Reuters reported that banks including Goldman Sachs, Morgan Stanley, JPMorgan Chase, and Bank of America are implementing these restrictions. Goldman Sachs has reportedly cautioned staff through an internal memo that participating in such trades might lead to conflicts of interest with the bank, its clients, and other stakeholders in the financial sector.
The memo allegedly indicated that repeat offenders could face disciplinary consequences, including termination and potential forfeiture of profits from the banned trades. However, details on how these forfeitures would be handled were not clarified. Most institutions have refrained from commenting on these reports, but a spokesperson for Bank of America confirmed that the bank has revised its employee conduct guidelines to include clearer definitions of prohibited activities.
Similarly, Morgan Stanley has updated its conduct code to reflect new regulations on prediction market trading, though specifics were not disclosed. An insider from JPMorgan Chase stated that the bank prohibits employees from trading based on non-public information, extending this ban to prediction market platforms. Additionally, a source affiliated with Bank of America indicated that staff are instructed not to trade contracts tied to “company-specific, macroeconomic and financial services events.”

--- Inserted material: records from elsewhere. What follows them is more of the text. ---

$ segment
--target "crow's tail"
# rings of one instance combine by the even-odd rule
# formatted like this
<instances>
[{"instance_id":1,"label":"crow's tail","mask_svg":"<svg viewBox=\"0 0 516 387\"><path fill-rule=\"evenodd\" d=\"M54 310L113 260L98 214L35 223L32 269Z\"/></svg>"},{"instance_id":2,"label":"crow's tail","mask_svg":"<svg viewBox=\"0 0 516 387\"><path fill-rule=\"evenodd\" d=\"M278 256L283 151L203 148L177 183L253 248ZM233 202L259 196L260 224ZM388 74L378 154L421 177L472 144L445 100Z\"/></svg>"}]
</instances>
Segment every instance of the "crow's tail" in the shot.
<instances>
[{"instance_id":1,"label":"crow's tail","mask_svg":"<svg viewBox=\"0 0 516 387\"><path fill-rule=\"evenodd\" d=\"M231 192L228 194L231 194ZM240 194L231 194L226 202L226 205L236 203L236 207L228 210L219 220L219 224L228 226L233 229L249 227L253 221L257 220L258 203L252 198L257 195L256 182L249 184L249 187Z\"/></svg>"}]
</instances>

Despite the banks' restrictions, there appears to be an increasing interest in prediction markets within Wall Street. Cboe has launched binary outcome contracts on its own prediction market platform, with other firms like Charles Schwab reportedly preparing to introduce similar offerings. Industry analysts have observed a shift toward prediction markets among traditional financial players, though many are awaiting clearer regulatory guidance amid ongoing disputes between the Commodity Futures Trading Commission and various states over jurisdiction related to prediction markets. States allege that platforms like Kalshi violate local gambling laws, complicating the regulatory environment.